Ils ont une puissance de feu de 5 000 milliards de dollars, sont regroupés au sein d’une organisation internationale, le Corporate Human Rights Benchmark (CHRB), qui produit un rapport sur le degré de transparence dont font preuve les grandes entreprises en matière de droits humains, et viennent de rappeler plusieurs multinationales à l’ordre. Ces 85 investisseurs, épaulés par un programme des Nations unies, veulent en savoir plus sur les activités des sociétés dans lesquelles ils sont, comme d’autres, d’ailleurs, susceptibles d’investir. Ils ont envoyé aux plus grands groupes mondiaux un dossier à remplir, demandant des détails sur leurs actions en matière de droits humains : de l’esclavage à la sécurité au travail en passant par la liberté d’association.

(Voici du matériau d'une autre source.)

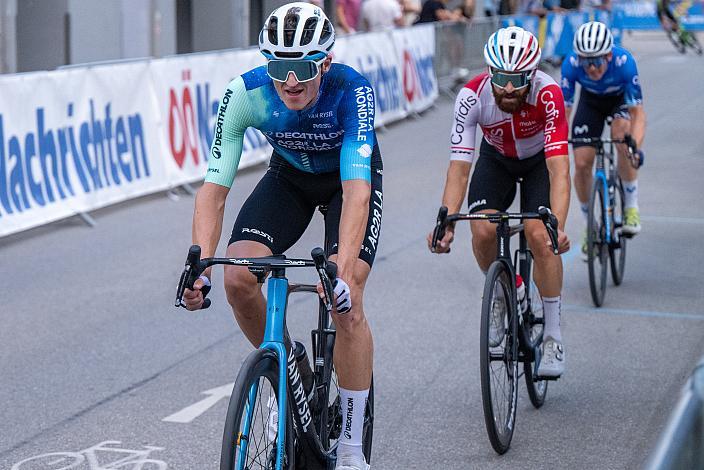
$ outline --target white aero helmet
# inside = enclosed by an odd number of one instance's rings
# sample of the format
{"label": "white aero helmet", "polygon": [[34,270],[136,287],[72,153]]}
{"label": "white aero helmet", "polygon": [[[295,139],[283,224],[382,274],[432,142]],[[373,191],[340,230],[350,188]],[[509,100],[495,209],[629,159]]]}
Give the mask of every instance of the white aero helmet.
{"label": "white aero helmet", "polygon": [[577,29],[572,45],[574,51],[582,57],[598,57],[611,52],[614,37],[604,23],[590,21]]}
{"label": "white aero helmet", "polygon": [[320,7],[306,2],[277,8],[259,33],[259,50],[267,59],[320,60],[333,44],[332,23]]}
{"label": "white aero helmet", "polygon": [[484,60],[492,69],[503,72],[528,72],[538,68],[540,47],[529,31],[518,26],[501,28],[489,36]]}

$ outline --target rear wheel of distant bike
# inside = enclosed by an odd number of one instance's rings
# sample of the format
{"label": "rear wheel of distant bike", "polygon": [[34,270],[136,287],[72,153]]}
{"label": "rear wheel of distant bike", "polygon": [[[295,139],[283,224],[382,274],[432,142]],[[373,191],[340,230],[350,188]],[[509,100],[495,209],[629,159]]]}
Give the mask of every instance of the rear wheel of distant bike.
{"label": "rear wheel of distant bike", "polygon": [[626,237],[621,235],[624,221],[624,196],[621,180],[616,181],[614,190],[613,215],[611,222],[613,232],[611,244],[609,245],[609,259],[611,260],[611,278],[614,284],[619,286],[623,282],[623,272],[626,269]]}
{"label": "rear wheel of distant bike", "polygon": [[[278,389],[279,362],[276,354],[265,349],[253,351],[242,365],[230,397],[220,470],[276,468]],[[283,468],[293,470],[294,436],[288,411],[285,419]]]}
{"label": "rear wheel of distant bike", "polygon": [[[533,276],[531,275],[531,279]],[[530,285],[530,308],[523,314],[523,329],[525,332],[527,350],[526,360],[523,362],[523,376],[526,379],[526,389],[528,398],[534,407],[540,408],[545,403],[545,396],[548,393],[547,380],[534,380],[533,372],[536,370],[538,359],[540,359],[540,345],[543,342],[543,328],[545,317],[543,315],[543,299],[540,297],[538,288],[531,280]],[[532,358],[532,360],[531,360]]]}
{"label": "rear wheel of distant bike", "polygon": [[606,269],[609,262],[606,244],[606,213],[604,212],[604,184],[595,178],[589,198],[589,220],[587,221],[587,264],[589,265],[589,290],[597,307],[604,303],[606,292]]}
{"label": "rear wheel of distant bike", "polygon": [[702,55],[702,45],[699,43],[699,39],[695,33],[691,31],[685,31],[682,36],[682,41],[690,47],[697,55]]}
{"label": "rear wheel of distant bike", "polygon": [[[494,450],[511,445],[518,399],[518,317],[514,278],[505,263],[489,268],[482,298],[480,366],[484,423]],[[492,317],[500,336],[491,337]],[[492,341],[493,339],[493,341]]]}
{"label": "rear wheel of distant bike", "polygon": [[677,49],[677,52],[680,54],[684,54],[686,51],[686,46],[680,39],[680,33],[671,29],[667,31],[667,38],[670,40],[673,46],[675,46],[675,49]]}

Si certains noms très connus, comme Nestlé, Gap ou Starbucks, ont bien voulu se prêter à l’exercice, d’autres ont fait la mauvaise tête. Or non seulement ces multinationales, 28 au total, ont reçu une mauvaise note au classement élaboré par le CHRB, mais en plus, une lettre, les enjoignant à réagir leur a été envoyée. Sans oublier la mauvaise publicité qui leur est faite avec toute l’opération… D’ailleurs, le CHRB ne s’en cache pas : une réputation ternie peut signifier à terme à accès réduit aux marchés financiers, essentiels pour ces multinationales. Parmi les 28 sociétés mises à l’index, on trouve China Petroleum et Gazprom, mais aussi Kraft Heinz, Costco, LVMH et Prada.